I found this earlier today. I thought it might be interesting to hear what people here have to say.
It's pretty U.S. centric, but could apply elsewhere.
http://www.salon.com/news/feature/2008/11/25/proposition_8_religion/index.html...The Mormon Church has this incredible notoriety in America for polygamy and has been persecuted because of it. The very church that became notorious because of polygamy is now insisting that marriage is one man and one woman. That is, at least, an irony of history. But as a number of Mormon women friends of mine say, the same church that espouses the centrality of family in their lives is also the church that urges them to reject their gay children. Then there is the Roman Catholic Church, my own church, which has just come off this extraordinary season of sexual scandal and misbehavior in the rectory against children. The church is barely out of the court and it's trying to assume the role of governor of sexual behavior, having just proved to America its inability to govern its own sexual behavior.
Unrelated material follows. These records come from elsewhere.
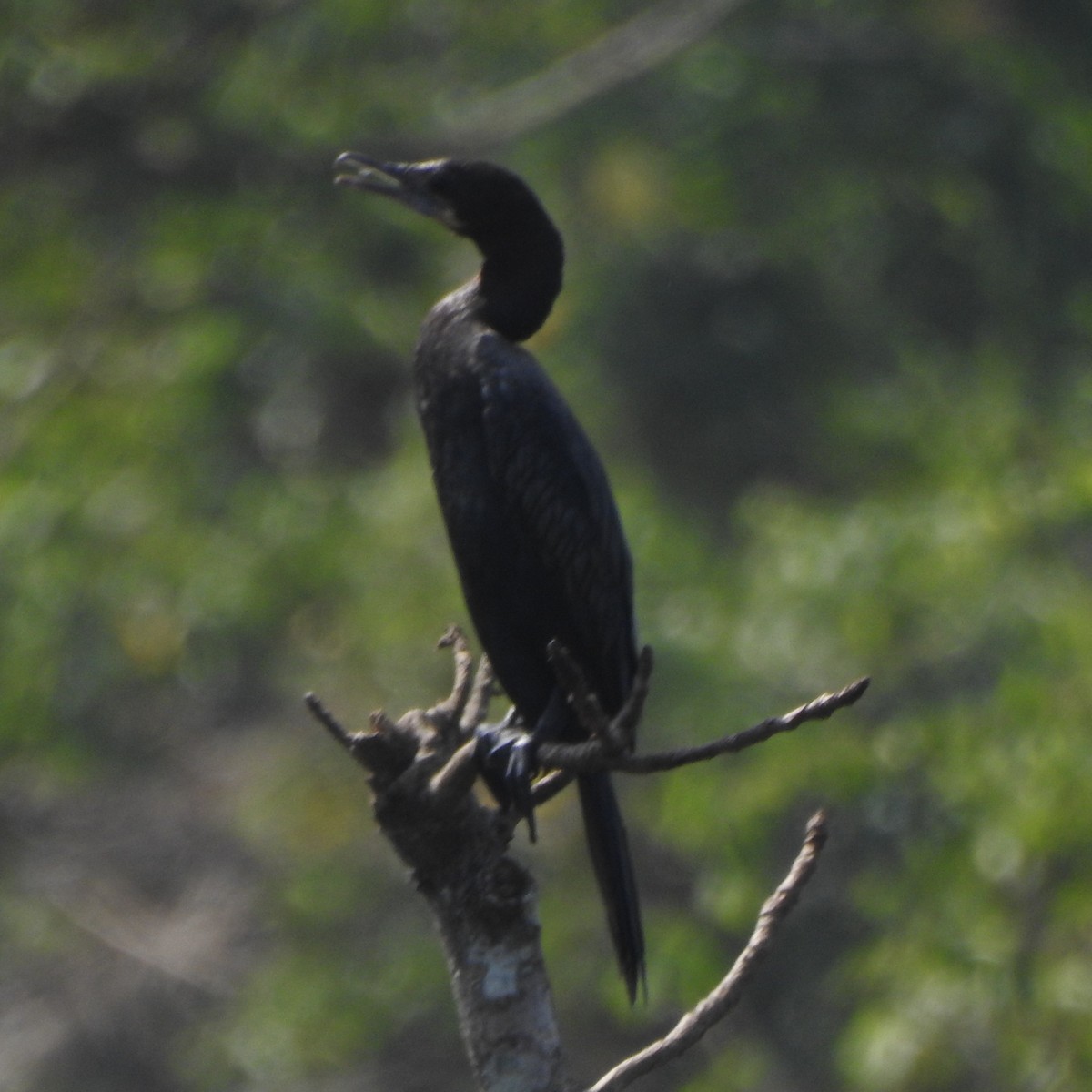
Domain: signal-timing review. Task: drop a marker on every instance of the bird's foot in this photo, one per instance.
(507, 758)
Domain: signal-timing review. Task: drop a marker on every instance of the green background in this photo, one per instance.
(828, 317)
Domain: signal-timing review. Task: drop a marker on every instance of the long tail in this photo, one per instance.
(614, 872)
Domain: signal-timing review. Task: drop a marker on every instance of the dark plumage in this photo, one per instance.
(529, 511)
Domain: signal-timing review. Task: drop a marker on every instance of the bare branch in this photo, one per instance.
(591, 756)
(478, 705)
(718, 1004)
(818, 709)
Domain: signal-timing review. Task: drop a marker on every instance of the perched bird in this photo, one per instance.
(529, 511)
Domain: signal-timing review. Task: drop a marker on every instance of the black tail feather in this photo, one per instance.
(614, 872)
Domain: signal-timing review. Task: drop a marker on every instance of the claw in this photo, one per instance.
(506, 757)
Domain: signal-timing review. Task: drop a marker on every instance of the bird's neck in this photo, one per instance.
(519, 281)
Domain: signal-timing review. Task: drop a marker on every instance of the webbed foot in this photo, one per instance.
(506, 757)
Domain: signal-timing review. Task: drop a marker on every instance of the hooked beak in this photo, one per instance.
(407, 183)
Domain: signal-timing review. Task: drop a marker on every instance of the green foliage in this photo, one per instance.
(828, 315)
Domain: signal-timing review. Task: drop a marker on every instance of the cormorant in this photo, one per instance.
(529, 509)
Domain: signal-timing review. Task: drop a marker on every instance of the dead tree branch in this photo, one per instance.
(724, 997)
(421, 770)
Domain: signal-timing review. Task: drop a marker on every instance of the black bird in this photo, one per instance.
(529, 509)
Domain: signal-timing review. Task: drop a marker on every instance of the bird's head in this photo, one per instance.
(474, 199)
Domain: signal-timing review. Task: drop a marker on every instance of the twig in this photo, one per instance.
(723, 998)
(588, 757)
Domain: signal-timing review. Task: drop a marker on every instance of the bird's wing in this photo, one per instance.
(560, 500)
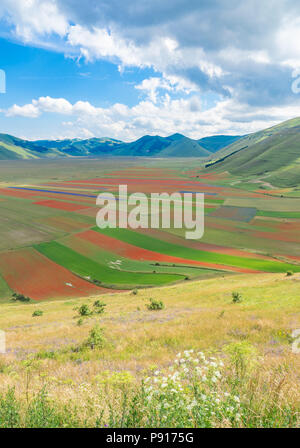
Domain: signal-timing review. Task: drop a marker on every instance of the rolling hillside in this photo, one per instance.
(217, 142)
(272, 154)
(176, 145)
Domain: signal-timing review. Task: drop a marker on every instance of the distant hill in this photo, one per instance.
(13, 148)
(78, 147)
(273, 153)
(176, 145)
(185, 147)
(217, 142)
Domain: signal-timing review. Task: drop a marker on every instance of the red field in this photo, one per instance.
(170, 238)
(30, 273)
(60, 205)
(136, 253)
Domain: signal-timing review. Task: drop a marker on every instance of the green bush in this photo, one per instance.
(236, 297)
(85, 311)
(99, 307)
(96, 338)
(20, 298)
(155, 305)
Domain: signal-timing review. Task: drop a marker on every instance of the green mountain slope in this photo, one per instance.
(184, 147)
(12, 148)
(273, 154)
(217, 142)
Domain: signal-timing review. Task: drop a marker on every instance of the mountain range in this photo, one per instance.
(176, 145)
(272, 154)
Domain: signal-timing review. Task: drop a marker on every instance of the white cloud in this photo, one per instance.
(243, 52)
(28, 110)
(165, 117)
(35, 17)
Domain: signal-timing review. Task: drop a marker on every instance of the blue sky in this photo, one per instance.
(125, 69)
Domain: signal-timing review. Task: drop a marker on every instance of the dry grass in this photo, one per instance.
(198, 315)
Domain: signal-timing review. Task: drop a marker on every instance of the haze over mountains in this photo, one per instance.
(273, 152)
(176, 145)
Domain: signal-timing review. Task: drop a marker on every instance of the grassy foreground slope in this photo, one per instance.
(252, 338)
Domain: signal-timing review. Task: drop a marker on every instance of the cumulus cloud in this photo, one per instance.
(243, 52)
(167, 116)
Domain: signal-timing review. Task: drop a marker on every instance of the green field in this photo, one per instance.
(87, 268)
(147, 242)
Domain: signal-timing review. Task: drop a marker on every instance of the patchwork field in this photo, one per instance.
(50, 246)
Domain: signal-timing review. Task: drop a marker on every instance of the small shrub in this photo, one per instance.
(20, 298)
(236, 297)
(97, 282)
(84, 310)
(243, 356)
(99, 307)
(9, 410)
(96, 338)
(155, 305)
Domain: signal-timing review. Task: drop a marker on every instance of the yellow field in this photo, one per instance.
(197, 315)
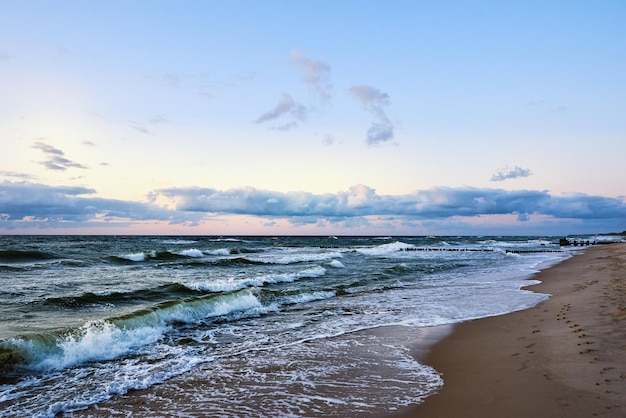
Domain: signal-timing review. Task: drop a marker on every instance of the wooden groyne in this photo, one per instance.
(481, 250)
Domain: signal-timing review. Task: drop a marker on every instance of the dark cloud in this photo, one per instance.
(360, 200)
(506, 173)
(287, 108)
(449, 209)
(316, 74)
(15, 175)
(374, 100)
(55, 158)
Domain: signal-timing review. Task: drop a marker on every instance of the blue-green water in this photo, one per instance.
(87, 318)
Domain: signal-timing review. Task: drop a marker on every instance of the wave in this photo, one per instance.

Look at the evangelicals. In their insistence that people be born again, they know Americans are broken. In their circus-tent suburban churches, you find 10,000 people on a Sunday morning. You find people who have been divorced, people who have had drug experiences, people who have been in jail. These churches touch upon a dream that people can put our lives back together again.
Now these churches are going after homosexuals as a way of insisting on their own propriety. They are insisting that they have a role to play in the general society as moral guardians, when what we have seen in the recent past is just the opposite. I mean, it's one thing for the churches to insist on their right to define the sacrament of marriage for their own members. But it's quite another for them to insist that they have a right to define the relationships of people outside their communities. That's really what's most troubling about Proposition 8. It was a deliberate civic intrusion by the churches.